Pertamax Batal Naik, Pertamina Rugi Rp 800/Liter

- detikFinance
Jumat, 15 Mei 2015 15:43 WIB
Pertamax Batal Naik, Pertamina Rugi Rp 800/Liter
Jakarta - PT Pertamina (Persero) mendadak membatalkan recana kenaikan harga Pertamax yang merupakan barang non subsidi. Keputusan tersebut membuat Pertamina rugi menjual Pertamax saat ini.

"Memang ada selisih harga Pertamax saat ini, dengan harga Pertamax keekonomian (harga pasar)," kata Vice President Corporate Communication Pertamina Wianda Pusponegoro, kepada detikFinance, Jumat (15/5/2015).

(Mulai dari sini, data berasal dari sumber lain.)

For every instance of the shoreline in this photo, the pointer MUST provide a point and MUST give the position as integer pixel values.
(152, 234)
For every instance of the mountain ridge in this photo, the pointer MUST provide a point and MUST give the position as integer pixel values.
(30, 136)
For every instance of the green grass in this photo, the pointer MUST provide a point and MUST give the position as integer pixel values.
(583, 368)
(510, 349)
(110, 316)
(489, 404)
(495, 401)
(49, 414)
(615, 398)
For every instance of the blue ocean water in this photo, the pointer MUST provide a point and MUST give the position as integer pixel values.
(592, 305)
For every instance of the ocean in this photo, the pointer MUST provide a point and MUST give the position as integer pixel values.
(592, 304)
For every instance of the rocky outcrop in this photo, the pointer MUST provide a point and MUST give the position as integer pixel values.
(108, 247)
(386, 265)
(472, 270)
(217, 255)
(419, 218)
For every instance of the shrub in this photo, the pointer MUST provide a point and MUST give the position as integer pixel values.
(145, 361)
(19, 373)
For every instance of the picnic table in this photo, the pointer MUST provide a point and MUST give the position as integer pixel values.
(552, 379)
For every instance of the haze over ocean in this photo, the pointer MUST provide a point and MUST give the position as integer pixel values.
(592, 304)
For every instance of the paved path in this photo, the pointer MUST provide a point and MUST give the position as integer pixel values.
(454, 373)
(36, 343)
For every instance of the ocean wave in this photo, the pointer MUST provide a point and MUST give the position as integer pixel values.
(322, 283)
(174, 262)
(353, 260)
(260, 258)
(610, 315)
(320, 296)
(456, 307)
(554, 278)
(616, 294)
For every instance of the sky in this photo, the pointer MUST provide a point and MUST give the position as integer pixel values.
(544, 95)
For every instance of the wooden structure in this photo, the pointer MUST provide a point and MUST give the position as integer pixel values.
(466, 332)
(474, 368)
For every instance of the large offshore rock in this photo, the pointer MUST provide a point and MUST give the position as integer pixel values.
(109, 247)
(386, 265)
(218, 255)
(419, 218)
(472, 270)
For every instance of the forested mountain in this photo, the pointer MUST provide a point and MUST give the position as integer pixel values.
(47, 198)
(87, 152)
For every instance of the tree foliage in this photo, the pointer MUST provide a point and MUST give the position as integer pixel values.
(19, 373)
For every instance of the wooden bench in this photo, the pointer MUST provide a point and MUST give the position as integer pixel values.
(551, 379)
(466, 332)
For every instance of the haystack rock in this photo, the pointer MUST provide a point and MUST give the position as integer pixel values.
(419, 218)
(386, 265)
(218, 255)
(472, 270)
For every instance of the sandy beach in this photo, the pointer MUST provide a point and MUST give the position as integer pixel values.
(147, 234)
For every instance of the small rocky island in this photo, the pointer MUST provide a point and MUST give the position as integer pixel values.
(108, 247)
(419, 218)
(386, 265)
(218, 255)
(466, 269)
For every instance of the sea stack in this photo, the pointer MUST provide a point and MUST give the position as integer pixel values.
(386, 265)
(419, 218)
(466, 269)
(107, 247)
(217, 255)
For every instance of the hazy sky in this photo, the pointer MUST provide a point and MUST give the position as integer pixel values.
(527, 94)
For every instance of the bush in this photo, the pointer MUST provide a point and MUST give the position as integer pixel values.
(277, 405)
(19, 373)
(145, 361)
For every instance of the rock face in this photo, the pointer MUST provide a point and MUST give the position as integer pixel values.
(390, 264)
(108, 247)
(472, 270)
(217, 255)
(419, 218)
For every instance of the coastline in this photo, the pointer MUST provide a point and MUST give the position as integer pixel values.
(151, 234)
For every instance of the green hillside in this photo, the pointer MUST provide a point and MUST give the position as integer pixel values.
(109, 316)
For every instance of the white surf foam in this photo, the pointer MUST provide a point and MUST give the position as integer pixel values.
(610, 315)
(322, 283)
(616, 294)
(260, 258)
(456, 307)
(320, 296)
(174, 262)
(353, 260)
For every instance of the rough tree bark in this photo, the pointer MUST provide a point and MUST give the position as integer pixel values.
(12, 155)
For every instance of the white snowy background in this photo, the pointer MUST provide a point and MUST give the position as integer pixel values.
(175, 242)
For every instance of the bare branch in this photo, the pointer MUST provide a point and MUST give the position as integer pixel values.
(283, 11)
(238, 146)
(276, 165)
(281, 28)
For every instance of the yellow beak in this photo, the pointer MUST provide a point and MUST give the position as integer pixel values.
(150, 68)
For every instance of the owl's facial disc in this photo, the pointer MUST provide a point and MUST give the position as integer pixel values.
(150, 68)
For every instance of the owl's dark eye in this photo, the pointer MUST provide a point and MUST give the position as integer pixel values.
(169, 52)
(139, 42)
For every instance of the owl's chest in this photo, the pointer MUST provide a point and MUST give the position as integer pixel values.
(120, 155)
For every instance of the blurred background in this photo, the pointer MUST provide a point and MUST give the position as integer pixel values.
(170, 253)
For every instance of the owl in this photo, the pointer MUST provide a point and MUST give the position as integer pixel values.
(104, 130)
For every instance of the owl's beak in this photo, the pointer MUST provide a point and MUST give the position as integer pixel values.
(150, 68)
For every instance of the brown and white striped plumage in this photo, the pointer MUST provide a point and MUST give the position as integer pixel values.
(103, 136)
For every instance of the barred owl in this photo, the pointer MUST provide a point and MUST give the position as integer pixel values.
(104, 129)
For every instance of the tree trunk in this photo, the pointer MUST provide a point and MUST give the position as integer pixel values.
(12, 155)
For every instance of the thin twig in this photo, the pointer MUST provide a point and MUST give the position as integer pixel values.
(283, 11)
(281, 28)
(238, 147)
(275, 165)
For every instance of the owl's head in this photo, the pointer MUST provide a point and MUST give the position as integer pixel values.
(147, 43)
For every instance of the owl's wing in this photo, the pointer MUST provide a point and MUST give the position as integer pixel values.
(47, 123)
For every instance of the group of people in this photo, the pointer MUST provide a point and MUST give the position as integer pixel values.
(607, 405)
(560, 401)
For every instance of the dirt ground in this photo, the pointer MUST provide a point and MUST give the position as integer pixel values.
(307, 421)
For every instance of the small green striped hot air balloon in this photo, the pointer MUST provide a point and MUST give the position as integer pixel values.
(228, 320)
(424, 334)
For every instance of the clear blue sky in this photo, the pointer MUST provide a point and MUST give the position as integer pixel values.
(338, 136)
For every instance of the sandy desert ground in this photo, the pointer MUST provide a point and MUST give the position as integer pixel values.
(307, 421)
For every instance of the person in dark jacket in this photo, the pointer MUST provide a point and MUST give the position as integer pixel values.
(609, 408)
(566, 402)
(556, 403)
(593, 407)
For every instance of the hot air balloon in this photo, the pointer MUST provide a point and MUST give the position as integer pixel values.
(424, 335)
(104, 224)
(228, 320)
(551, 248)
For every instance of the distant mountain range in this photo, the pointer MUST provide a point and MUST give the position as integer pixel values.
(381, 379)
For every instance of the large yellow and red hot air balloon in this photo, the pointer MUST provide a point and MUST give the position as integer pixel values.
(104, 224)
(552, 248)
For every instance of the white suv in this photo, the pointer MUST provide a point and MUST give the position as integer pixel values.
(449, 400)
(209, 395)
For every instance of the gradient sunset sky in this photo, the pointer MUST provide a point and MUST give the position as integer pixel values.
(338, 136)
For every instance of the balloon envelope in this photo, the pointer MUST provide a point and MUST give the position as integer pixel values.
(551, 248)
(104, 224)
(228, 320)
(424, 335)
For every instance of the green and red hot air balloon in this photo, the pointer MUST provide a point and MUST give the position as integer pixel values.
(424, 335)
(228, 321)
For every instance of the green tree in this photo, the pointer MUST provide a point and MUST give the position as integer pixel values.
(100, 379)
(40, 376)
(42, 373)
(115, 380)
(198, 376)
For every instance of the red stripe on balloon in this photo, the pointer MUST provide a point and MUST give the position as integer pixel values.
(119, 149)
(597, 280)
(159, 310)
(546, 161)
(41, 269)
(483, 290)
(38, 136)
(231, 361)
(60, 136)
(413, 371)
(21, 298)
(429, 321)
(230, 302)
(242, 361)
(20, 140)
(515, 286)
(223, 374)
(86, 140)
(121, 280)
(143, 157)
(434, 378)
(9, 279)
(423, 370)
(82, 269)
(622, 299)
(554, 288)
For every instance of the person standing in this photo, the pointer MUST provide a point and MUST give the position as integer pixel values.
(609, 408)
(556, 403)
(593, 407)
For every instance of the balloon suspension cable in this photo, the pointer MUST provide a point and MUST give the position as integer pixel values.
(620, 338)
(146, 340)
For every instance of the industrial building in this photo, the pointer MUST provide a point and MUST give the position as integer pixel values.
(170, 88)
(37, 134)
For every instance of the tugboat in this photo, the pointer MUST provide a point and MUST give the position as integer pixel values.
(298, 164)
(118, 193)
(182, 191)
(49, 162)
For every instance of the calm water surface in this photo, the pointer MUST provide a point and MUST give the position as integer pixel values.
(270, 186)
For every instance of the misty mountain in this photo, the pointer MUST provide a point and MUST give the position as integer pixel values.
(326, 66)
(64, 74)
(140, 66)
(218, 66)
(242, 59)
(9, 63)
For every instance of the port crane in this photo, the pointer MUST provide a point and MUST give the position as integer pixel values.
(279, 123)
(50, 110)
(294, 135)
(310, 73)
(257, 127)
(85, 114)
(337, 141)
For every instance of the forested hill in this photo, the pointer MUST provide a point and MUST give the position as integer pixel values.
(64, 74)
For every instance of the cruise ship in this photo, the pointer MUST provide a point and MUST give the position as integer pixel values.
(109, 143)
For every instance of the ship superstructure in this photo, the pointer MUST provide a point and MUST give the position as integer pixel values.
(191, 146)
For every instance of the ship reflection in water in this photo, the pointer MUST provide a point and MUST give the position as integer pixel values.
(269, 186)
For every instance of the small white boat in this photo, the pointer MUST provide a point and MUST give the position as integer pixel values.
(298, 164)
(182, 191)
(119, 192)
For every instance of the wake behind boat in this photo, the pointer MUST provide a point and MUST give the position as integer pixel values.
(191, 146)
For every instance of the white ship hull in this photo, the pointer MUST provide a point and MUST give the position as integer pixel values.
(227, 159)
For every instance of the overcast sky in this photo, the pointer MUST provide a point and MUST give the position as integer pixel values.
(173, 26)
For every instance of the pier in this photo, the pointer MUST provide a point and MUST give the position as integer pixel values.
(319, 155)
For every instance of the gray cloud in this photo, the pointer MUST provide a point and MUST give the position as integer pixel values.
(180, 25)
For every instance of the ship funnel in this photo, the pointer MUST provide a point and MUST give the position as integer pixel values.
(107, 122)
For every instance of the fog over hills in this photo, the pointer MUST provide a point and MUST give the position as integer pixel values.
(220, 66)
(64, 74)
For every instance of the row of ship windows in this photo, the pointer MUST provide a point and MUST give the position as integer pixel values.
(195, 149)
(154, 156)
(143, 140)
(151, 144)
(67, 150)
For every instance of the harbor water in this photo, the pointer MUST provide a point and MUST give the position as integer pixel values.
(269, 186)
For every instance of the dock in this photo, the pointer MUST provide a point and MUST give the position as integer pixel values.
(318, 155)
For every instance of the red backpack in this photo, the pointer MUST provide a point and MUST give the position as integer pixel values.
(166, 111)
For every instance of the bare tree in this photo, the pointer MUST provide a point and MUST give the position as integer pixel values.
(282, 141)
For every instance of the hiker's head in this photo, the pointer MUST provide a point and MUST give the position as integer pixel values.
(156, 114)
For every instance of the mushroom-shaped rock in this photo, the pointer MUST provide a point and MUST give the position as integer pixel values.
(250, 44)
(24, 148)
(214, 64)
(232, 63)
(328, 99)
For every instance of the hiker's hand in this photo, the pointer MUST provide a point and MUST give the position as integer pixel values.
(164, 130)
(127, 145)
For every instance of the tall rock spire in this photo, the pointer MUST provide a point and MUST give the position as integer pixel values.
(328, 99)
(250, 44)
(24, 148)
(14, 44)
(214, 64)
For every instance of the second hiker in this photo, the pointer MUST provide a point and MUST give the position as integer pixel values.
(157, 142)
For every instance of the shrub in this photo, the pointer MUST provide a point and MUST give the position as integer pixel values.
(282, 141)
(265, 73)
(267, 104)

Seperti diketahui, sebelumnya Pertamina mengungkapkan harga Pertamax harusnya naik Rp 9.600 per liter, dengan rincian, harga dasar Pertamax Rp 8.347,826, ditambah PBBKB Rp 417,391 dan PPN Rp 834,783. Sehingga harga jualnya Rp 9.600/liter

SCROLL TO CONTINUE WITH CONTENT

Namun karena dibatalkan, artinya saat ini harga Pertamax masih dijual dengan harga lama Rp 8.800/liter, sementara harusnya dijual Rp 9.600 per liter, sehingga Pertamina bisa dibilang rugi Rp 800/liter ketika menjual Pertamax.

Wianda mengatakan, permasalah ini sudah disampaikan ke pemerintah. Pemerintah sendiri paham sekali kondisi tersebut, apalagi harga Pertamax merupakan kewenangan badan usaha. Kenaikan Pertamax sebelumnya direncanakan, karena harga impor minyak yang naik, dan kurs rupiah yang melemah terhadap dolar AS.

"Hal ini sudah kita sampaikan ke Pemerintah. Pemerintah sendiri paham posisi Pertamina. Nanti tidak akan lama lagi penyesuaian harga Pertamax dilakukan," tutup Wianda.